Mexican American, American Mexican

Livia Corona Benjamin’s photograph on the cover of February’s edition of the Magazine is no exception. It accompanies a story about children of undocumented immigrants who, even though they are by law US citizens, are still forced to “return” to a place they have never been.

The magazine cover survives in a digital age because no other genre rivals its gorgeous confluence of story, design, and elegant branding. Increasingly fetishized as a luxury good, magazines now compete for readers who are more accustomed to visual risk-taking and interpretive imagery. Since its launch in 2014, The California Sunday Magazine has exemplified this trend. Nearly every issue features thoughtful, original photographs that sharpen the stories they illustrate even as they could stand alone as beautiful works of art.

Livia Corona Benjamin’s photograph on the cover of February’s edition of the Magazine is no exception. It accompanies a story about children of undocumented immigrants who, even though they are by law US citizens, are still forced to “return” to a place they have never been. Many never have set foot in Mexico. With no fluency in Spanish, they have to figure out how to integrate into a social and education system plagued by scant resources and little inclination to provide for their needs. Their challenges are heartbreaking, but also hard to imagine. Benjamin’s photograph contemplates the foreign reality faced by “de facto deportees,” and helps us to visualize the controversial practice of “reimigration” that sends thousands of American schoolchildren on a permanent semester abroad.

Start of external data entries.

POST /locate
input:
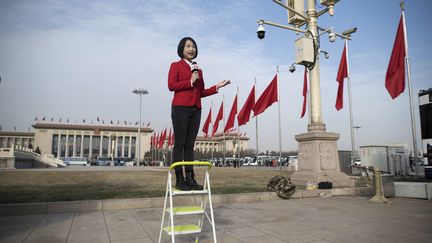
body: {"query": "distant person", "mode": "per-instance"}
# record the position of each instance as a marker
(186, 80)
(37, 150)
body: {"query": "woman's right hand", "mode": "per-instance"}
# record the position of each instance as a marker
(194, 77)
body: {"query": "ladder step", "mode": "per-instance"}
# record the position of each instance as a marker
(183, 229)
(186, 210)
(192, 192)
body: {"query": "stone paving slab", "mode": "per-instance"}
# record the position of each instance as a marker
(317, 219)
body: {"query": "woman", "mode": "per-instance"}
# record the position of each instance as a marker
(185, 79)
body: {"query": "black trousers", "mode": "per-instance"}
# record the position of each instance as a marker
(186, 121)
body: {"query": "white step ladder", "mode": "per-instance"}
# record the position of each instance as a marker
(170, 228)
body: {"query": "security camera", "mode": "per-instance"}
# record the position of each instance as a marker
(350, 31)
(332, 36)
(261, 31)
(326, 54)
(291, 68)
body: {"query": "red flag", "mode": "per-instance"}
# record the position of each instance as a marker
(395, 75)
(158, 137)
(218, 118)
(172, 140)
(207, 124)
(342, 73)
(244, 114)
(169, 138)
(304, 93)
(231, 117)
(267, 98)
(162, 139)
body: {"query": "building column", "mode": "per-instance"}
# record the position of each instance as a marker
(82, 145)
(116, 147)
(130, 147)
(91, 146)
(67, 145)
(74, 146)
(123, 144)
(100, 146)
(109, 145)
(59, 145)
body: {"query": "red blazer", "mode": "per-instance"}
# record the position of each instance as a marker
(184, 93)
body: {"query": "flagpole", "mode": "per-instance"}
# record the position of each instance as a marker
(238, 132)
(210, 126)
(256, 129)
(280, 134)
(223, 128)
(353, 147)
(413, 127)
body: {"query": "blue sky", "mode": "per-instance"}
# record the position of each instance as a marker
(82, 59)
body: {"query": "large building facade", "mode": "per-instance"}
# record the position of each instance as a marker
(90, 141)
(105, 141)
(12, 139)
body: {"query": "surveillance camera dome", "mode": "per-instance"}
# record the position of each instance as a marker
(291, 68)
(332, 37)
(261, 32)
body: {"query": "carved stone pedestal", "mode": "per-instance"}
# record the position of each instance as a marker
(319, 159)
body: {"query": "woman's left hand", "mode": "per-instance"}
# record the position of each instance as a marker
(223, 83)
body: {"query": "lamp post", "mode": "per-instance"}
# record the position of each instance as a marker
(318, 155)
(139, 92)
(353, 148)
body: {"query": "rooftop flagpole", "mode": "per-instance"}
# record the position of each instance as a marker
(413, 126)
(279, 119)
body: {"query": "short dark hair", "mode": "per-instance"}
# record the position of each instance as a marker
(181, 45)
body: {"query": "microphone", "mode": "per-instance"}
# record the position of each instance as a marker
(194, 67)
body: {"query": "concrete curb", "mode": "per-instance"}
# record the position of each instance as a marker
(116, 204)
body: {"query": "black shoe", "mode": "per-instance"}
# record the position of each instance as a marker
(190, 181)
(181, 183)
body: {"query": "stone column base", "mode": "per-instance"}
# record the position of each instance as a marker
(319, 159)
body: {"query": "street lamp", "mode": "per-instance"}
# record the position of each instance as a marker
(139, 92)
(311, 144)
(353, 148)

The Magazine’s cover photograph shows Ashley Mantilla walking home from school in rural Mexico State, but it functions as a psychological portrait of a fifteen year-old surrounded by hard realities. Lacerated by power lines, crumbling roads, and a vast sense of emptiness, the photograph is a disorienting reminder of the immigrant’s encounter with physical barriers. That grid of yellow studs, with tails running down on a wave of looming concrete, engulfs the child in the harsh infrastructure of a developing country. It is a dreary place where urban arteries cut across a dogged terrain, and where children like Ashley find themselves in a bleak new world. This may be where the sidewalk ends, but she presses on anyway.

Ashley is a casualty of an aggressive curb on immigration and also a symbol of its severity. American or Mexican, or “American Mexican,” she is part of a growing demographic of young people whose future has been put on hold as they are caught between a political divide.